We are used to singling ourselves out in social media, attaching our identity to content we hope will help make us stand out or show how clever or considerate or caring we are. We are also getting used to ubiquitous ambient surveillance, a feeling that we are always on camera, always being tracked, always having a profile compiled about us as individuals. The Jackson Hole livestream counters both of these tendencies, allowing us to assume a sort of god view as a collective subject, becoming the “they” who does the observing instead of the “me” being seen.

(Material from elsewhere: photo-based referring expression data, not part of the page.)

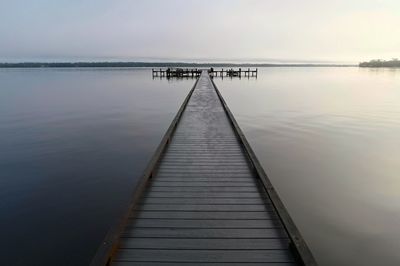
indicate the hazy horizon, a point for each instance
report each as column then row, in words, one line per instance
column 224, row 31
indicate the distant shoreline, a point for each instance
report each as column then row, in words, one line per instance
column 155, row 65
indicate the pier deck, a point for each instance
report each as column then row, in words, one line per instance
column 204, row 199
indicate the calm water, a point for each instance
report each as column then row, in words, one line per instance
column 329, row 138
column 73, row 142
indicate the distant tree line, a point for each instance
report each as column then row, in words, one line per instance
column 381, row 63
column 152, row 64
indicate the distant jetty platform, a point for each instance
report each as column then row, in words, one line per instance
column 204, row 198
column 194, row 72
column 394, row 63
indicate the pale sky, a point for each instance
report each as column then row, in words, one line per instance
column 200, row 30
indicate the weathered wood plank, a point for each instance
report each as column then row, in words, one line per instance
column 204, row 233
column 147, row 263
column 162, row 183
column 198, row 244
column 206, row 215
column 203, row 194
column 174, row 223
column 228, row 256
column 196, row 207
column 203, row 189
column 215, row 201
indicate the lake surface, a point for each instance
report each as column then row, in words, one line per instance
column 74, row 141
column 329, row 139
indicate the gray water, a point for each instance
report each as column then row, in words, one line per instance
column 74, row 141
column 329, row 139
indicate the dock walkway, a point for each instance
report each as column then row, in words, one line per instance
column 204, row 202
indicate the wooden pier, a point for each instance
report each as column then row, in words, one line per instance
column 195, row 72
column 204, row 198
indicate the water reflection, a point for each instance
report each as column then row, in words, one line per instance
column 73, row 142
column 329, row 140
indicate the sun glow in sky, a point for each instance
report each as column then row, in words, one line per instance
column 224, row 30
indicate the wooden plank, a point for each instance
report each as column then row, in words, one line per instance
column 205, row 179
column 206, row 215
column 227, row 256
column 235, row 201
column 196, row 207
column 174, row 223
column 207, row 189
column 198, row 244
column 204, row 194
column 162, row 183
column 147, row 263
column 204, row 233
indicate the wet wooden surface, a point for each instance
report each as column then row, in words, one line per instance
column 204, row 205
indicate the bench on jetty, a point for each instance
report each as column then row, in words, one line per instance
column 204, row 198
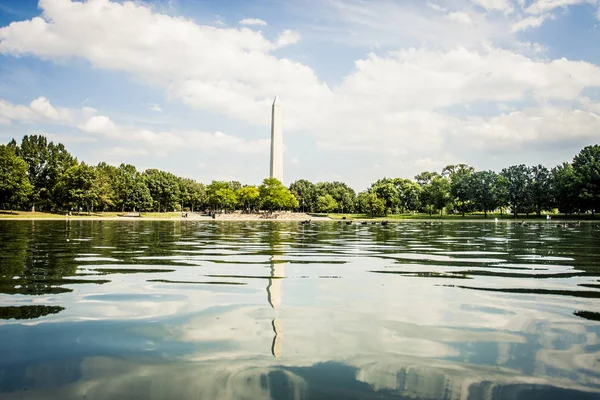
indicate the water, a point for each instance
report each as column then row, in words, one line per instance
column 195, row 310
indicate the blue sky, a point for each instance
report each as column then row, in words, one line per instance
column 369, row 88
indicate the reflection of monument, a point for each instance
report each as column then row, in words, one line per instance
column 274, row 297
column 276, row 141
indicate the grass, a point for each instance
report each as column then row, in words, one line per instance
column 457, row 217
column 83, row 215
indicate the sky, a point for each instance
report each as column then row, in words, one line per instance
column 369, row 88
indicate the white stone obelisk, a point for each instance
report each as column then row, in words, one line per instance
column 276, row 141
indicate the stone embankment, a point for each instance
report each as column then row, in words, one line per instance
column 274, row 216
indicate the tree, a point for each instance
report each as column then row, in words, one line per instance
column 275, row 196
column 105, row 186
column 586, row 166
column 326, row 204
column 343, row 194
column 306, row 194
column 541, row 188
column 14, row 183
column 409, row 193
column 131, row 191
column 518, row 180
column 222, row 195
column 138, row 196
column 249, row 197
column 75, row 188
column 425, row 178
column 386, row 190
column 566, row 188
column 164, row 189
column 436, row 194
column 193, row 194
column 34, row 151
column 370, row 204
column 484, row 191
column 459, row 176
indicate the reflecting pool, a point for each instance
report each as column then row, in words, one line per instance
column 278, row 310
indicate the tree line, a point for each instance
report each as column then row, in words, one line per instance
column 40, row 175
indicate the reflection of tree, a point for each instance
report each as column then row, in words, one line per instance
column 274, row 298
column 28, row 312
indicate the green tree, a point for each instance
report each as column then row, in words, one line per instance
column 138, row 196
column 436, row 194
column 586, row 166
column 34, row 150
column 566, row 188
column 409, row 193
column 221, row 195
column 518, row 180
column 75, row 188
column 484, row 191
column 370, row 204
column 344, row 195
column 425, row 178
column 541, row 188
column 105, row 186
column 305, row 193
column 164, row 189
column 131, row 190
column 459, row 176
column 195, row 194
column 249, row 197
column 275, row 196
column 326, row 204
column 14, row 183
column 386, row 190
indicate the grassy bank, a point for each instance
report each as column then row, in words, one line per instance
column 459, row 217
column 84, row 215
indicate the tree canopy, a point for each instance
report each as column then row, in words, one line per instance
column 43, row 175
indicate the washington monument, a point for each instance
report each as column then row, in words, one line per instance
column 276, row 141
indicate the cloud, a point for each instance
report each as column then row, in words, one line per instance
column 528, row 22
column 495, row 5
column 542, row 6
column 146, row 141
column 398, row 103
column 461, row 18
column 287, row 38
column 436, row 7
column 252, row 21
column 39, row 110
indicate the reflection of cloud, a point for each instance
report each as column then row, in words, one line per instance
column 255, row 378
column 277, row 346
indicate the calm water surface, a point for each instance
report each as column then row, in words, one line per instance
column 198, row 310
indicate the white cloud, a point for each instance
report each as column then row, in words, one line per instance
column 393, row 103
column 528, row 22
column 39, row 110
column 100, row 124
column 461, row 18
column 542, row 6
column 252, row 21
column 287, row 38
column 42, row 106
column 436, row 7
column 146, row 141
column 495, row 5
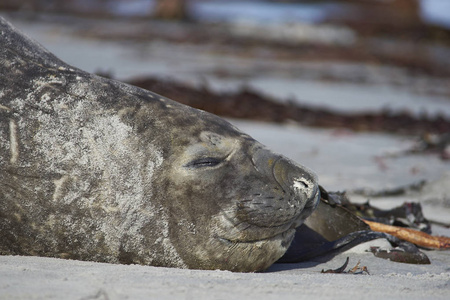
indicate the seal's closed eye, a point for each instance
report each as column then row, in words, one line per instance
column 204, row 162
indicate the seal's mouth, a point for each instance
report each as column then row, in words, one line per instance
column 285, row 236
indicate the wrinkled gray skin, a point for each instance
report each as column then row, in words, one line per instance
column 94, row 169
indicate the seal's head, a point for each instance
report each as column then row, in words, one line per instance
column 94, row 169
column 233, row 203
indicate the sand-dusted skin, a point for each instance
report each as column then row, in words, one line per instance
column 94, row 169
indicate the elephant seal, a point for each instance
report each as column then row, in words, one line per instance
column 94, row 169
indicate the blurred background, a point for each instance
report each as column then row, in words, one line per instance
column 359, row 90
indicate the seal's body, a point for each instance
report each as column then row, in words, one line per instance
column 95, row 169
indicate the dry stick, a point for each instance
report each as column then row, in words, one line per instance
column 414, row 236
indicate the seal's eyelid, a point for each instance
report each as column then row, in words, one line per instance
column 204, row 162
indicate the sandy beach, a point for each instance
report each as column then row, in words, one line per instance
column 343, row 160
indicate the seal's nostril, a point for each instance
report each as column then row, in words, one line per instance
column 304, row 183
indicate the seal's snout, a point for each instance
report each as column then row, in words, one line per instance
column 295, row 179
column 297, row 184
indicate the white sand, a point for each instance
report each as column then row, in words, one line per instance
column 342, row 160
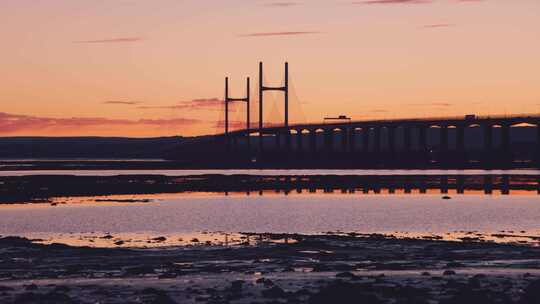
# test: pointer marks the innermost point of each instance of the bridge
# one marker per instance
(406, 139)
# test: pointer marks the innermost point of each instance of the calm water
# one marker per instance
(269, 172)
(304, 213)
(190, 213)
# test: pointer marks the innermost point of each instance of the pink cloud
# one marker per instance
(195, 104)
(13, 123)
(269, 34)
(112, 40)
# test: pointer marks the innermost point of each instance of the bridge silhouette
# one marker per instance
(379, 140)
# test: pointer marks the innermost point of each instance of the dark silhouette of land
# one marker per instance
(43, 188)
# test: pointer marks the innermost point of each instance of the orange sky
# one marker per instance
(156, 68)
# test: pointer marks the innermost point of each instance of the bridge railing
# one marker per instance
(527, 116)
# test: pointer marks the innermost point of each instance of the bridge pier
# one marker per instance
(392, 139)
(538, 142)
(313, 141)
(422, 138)
(506, 150)
(344, 139)
(407, 143)
(488, 137)
(352, 139)
(365, 139)
(377, 139)
(460, 138)
(288, 145)
(299, 141)
(329, 140)
(444, 139)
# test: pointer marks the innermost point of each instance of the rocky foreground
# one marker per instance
(306, 269)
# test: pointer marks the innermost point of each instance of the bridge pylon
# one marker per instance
(262, 89)
(228, 100)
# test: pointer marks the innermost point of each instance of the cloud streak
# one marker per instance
(13, 123)
(438, 25)
(112, 40)
(271, 34)
(375, 2)
(120, 102)
(282, 4)
(382, 2)
(195, 104)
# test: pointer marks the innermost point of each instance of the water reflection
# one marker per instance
(446, 184)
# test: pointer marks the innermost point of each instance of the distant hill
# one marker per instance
(86, 147)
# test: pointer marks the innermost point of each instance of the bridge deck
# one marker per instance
(533, 119)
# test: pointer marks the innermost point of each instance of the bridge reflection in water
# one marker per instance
(445, 184)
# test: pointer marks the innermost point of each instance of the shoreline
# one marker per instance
(42, 188)
(312, 269)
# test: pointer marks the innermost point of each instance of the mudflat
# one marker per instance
(273, 268)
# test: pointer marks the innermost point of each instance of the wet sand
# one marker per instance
(273, 268)
(39, 188)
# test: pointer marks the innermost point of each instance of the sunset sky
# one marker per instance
(156, 68)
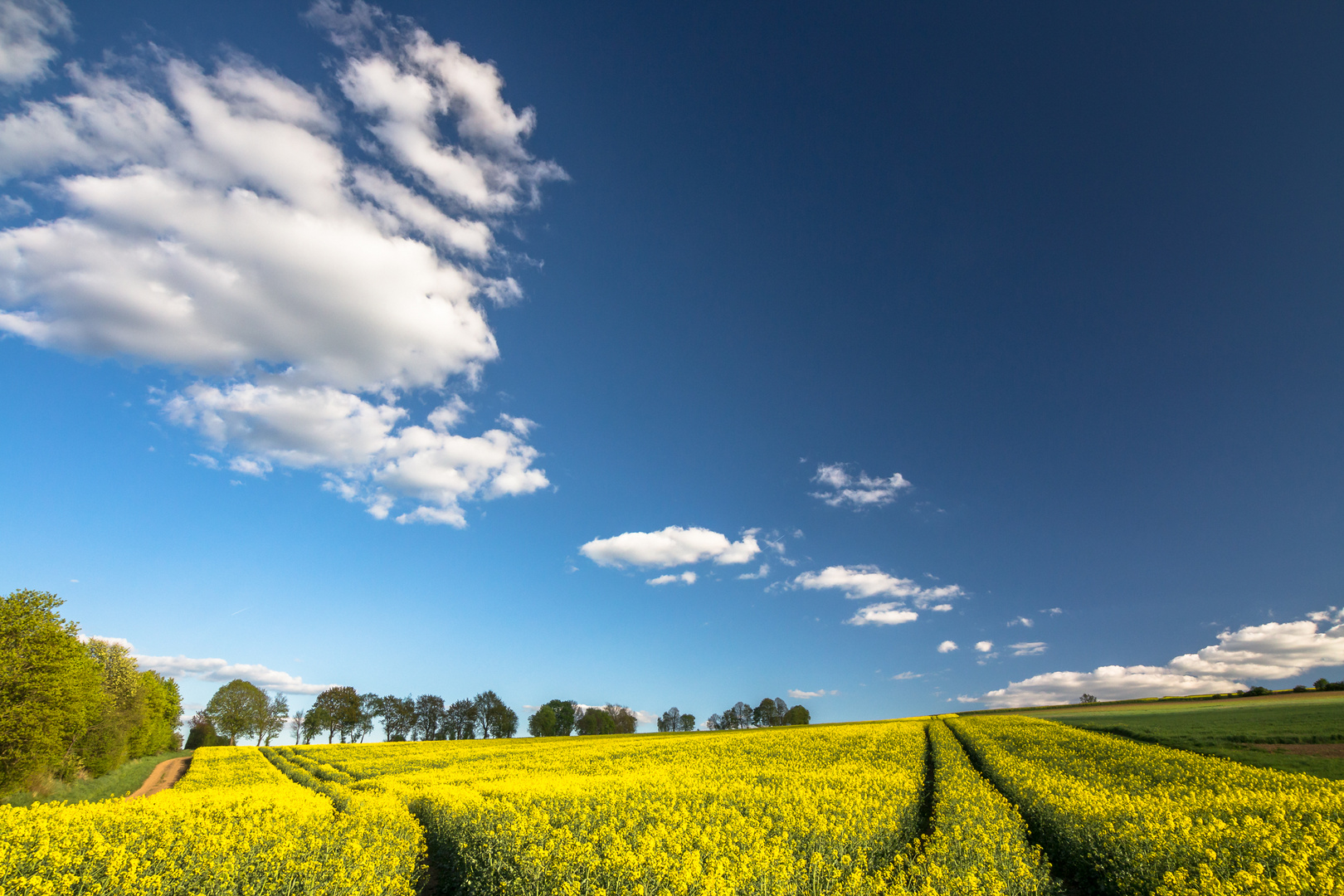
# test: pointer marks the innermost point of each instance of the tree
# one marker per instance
(769, 713)
(460, 720)
(621, 718)
(594, 720)
(429, 718)
(563, 711)
(398, 716)
(542, 723)
(339, 711)
(492, 718)
(273, 720)
(238, 709)
(296, 724)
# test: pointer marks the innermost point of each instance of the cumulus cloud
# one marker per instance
(214, 223)
(687, 578)
(843, 489)
(672, 546)
(26, 28)
(1270, 652)
(216, 670)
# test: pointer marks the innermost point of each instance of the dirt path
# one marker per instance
(164, 776)
(1305, 750)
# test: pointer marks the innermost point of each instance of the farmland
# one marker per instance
(1004, 805)
(1300, 733)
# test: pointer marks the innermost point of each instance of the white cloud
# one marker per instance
(672, 546)
(1272, 652)
(687, 578)
(843, 489)
(217, 670)
(864, 582)
(24, 28)
(882, 614)
(218, 226)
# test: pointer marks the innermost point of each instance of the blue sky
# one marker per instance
(980, 356)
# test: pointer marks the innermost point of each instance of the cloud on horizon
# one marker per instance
(216, 670)
(1269, 652)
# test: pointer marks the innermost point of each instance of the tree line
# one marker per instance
(242, 709)
(563, 718)
(767, 713)
(71, 707)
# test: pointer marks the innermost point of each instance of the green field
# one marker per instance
(119, 782)
(1270, 733)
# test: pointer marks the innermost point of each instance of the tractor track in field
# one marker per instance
(164, 776)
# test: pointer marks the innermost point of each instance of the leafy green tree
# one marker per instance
(563, 711)
(273, 722)
(340, 711)
(429, 718)
(296, 726)
(160, 713)
(238, 709)
(460, 720)
(542, 723)
(50, 688)
(398, 716)
(769, 713)
(594, 720)
(492, 718)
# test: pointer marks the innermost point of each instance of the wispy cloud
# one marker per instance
(1269, 652)
(686, 578)
(217, 670)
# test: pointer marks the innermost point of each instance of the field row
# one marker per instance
(879, 807)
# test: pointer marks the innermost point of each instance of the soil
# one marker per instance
(1335, 751)
(164, 776)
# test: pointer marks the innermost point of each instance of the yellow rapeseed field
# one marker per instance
(233, 825)
(878, 809)
(1127, 817)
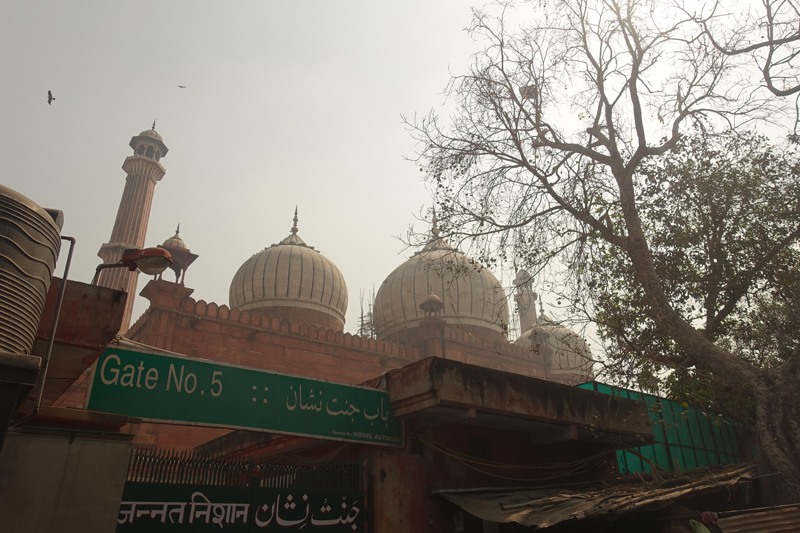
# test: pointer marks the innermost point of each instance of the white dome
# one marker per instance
(175, 241)
(471, 294)
(571, 356)
(290, 274)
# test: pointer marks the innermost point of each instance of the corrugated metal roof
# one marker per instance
(775, 520)
(547, 507)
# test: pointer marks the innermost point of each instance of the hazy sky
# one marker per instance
(291, 103)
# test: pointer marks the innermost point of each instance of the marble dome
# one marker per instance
(472, 296)
(293, 280)
(175, 241)
(570, 356)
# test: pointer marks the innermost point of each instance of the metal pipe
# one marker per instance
(50, 342)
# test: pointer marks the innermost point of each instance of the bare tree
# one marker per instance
(540, 157)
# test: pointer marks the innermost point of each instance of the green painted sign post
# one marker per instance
(182, 390)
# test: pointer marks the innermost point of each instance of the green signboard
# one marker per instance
(160, 507)
(183, 390)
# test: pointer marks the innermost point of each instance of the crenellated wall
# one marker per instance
(177, 322)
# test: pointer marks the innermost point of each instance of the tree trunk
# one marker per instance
(777, 398)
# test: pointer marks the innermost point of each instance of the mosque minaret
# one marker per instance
(130, 228)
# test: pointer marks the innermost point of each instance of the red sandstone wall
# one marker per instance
(216, 333)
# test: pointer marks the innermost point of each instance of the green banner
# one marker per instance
(190, 391)
(160, 507)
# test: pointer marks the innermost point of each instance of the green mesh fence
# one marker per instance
(693, 436)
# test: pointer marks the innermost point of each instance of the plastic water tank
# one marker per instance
(30, 238)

The chat subsumes individual voices in a babbling group chat in which nothing is ever said but a togetherness is sustained. And the fact that there is nothing much to see assures that there won’t be much disagreement among those watching. The sheer banality helps establish the transcendent, transindividual perspective. It builds in-group solidarity without the bother of shared values, and offers the impression that the creativity, belonging, and participation that come from in groups — the inside jokes, the privileged understandings — can be spontaneously and apolitically available.

Moreover, there is catharsis in watching something so apparently neutral. Nathan suggested that it’s a relief to find a socially acceptable location from which to be a watcher, where a chorus of voices confirms that the surveillance is noncreepy, nonharmful. It disperses some of the surveillant anxiety Kate Crawford describes here: Any data that’s collected seems to demand an anxious craving for even more data to make it understandable, in a never-ending process of ever more granular data collection. But there is nothing to understand about the Jackson Hole feed. It’s just watchable.

The banality that the stream currently typifies (or maybe typified a few weeks ago) can be liberating, but it is also unstable. It becomes too conspicuous — it becomes interesting for being uninteresting. Then the way it divides us into those who get it and those who don’t becomes foregrounded, and surveillant anxiety returns. Do I even really know what’s going on? Maybe they’re laughing at me.

The “red truck is life” until everyone understands what that means. Then it becomes a marker of social death — of who, like me, didn’t get it until it was too late.

Rob Horning is an editor at Real Life.